THE PURSUIT OF IDEAS
“If people have a ‘wild hair’ and want to pursue an idea that’s stupid or inane,” Wieden chuckles, “even embarrassing, they can do it here.”
Kennedy is back, already looking for another reason to leave the room. Wieden is looking at his watch. I am looking at both of them, two giants in their chosen field. Icons of the advertising industry. You know they are something special.
“We’re basically nice guys who are kinda’ talented,” Wieden modestly suggests, “who found themselves in a situation where they didn’t screw up.”
Wieden & Kennedy is more than two bozos with their name on the door. It’s the dynamic here that’s important.
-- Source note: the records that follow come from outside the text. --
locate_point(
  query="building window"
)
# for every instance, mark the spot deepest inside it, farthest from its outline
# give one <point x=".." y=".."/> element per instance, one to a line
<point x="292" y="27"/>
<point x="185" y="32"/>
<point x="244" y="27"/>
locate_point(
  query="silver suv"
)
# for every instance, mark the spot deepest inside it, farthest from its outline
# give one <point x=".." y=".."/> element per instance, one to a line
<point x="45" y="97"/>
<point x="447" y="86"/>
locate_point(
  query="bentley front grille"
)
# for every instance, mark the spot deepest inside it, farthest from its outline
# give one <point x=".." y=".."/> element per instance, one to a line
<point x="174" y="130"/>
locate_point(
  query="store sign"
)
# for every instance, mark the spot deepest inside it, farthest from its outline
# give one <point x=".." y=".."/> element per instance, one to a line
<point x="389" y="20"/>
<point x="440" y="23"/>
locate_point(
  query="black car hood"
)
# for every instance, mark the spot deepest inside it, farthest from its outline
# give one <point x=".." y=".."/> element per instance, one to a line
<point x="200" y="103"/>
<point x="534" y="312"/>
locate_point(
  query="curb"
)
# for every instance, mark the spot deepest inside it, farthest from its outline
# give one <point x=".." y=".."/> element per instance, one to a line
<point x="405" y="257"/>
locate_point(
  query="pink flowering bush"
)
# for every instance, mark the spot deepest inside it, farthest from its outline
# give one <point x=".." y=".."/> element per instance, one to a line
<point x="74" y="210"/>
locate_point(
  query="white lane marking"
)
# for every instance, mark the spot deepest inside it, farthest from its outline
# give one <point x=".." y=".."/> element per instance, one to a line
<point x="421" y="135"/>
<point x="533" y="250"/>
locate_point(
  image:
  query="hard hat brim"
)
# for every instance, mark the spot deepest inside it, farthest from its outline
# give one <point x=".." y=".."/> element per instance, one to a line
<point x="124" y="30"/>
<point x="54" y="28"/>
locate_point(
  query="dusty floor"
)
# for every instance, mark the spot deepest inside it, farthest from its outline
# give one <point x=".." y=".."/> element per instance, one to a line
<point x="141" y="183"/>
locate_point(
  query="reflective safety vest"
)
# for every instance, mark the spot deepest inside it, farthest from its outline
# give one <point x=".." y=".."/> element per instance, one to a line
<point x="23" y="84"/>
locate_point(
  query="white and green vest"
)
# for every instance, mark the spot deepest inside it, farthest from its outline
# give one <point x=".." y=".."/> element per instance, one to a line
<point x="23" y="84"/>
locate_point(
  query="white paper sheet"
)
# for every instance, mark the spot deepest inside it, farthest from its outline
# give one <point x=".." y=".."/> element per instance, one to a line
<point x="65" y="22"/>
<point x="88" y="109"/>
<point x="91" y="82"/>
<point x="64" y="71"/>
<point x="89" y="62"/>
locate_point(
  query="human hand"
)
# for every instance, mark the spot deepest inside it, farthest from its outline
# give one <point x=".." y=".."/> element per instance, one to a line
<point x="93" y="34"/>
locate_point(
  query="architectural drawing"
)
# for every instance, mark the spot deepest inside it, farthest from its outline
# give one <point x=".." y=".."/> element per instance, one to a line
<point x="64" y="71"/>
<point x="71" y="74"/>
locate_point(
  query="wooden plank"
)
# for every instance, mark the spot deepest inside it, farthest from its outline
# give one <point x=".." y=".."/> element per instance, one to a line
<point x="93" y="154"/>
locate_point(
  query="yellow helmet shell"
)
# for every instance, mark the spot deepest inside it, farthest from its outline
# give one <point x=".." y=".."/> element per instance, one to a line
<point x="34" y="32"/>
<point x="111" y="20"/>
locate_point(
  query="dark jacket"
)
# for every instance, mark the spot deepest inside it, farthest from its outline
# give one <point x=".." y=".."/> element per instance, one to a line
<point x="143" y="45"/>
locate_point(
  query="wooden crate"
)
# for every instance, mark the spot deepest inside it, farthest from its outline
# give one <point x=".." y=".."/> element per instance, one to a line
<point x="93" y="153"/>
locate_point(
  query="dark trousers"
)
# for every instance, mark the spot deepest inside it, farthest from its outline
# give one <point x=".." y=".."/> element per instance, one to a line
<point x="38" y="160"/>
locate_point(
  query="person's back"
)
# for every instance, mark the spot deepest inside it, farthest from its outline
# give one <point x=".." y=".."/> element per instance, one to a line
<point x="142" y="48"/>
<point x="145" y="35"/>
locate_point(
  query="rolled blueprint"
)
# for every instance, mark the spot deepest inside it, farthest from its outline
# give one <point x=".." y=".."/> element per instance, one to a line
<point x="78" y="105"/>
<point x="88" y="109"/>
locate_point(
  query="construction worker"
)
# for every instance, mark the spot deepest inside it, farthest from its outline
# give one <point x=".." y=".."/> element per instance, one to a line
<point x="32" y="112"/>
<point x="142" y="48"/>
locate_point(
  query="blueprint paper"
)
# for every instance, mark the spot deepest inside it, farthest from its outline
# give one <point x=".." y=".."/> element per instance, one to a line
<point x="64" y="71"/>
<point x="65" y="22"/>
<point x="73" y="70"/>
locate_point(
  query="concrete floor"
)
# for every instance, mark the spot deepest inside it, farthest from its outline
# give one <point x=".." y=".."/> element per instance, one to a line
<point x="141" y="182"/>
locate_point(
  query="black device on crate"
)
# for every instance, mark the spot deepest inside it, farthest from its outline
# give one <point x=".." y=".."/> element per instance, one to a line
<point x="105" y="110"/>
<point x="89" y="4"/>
All of these incredibly creative people gathered together in one place. In Portland, Oregon, of all places. Having fun producing fresh, provocative work that does sell a bzillion sneakers, producing quirky, novel ways for us to see our world and speak our language.
“This has nothing to do with us,” Wieden points at Kennedy, then to himself. He gestures out into the hallway toward Nikki and Riswold and Hoff and Luhr and the media planners and Millie, Phyllis and Deanna. You know who he means. “It’s these people, the PLACE that’s important….”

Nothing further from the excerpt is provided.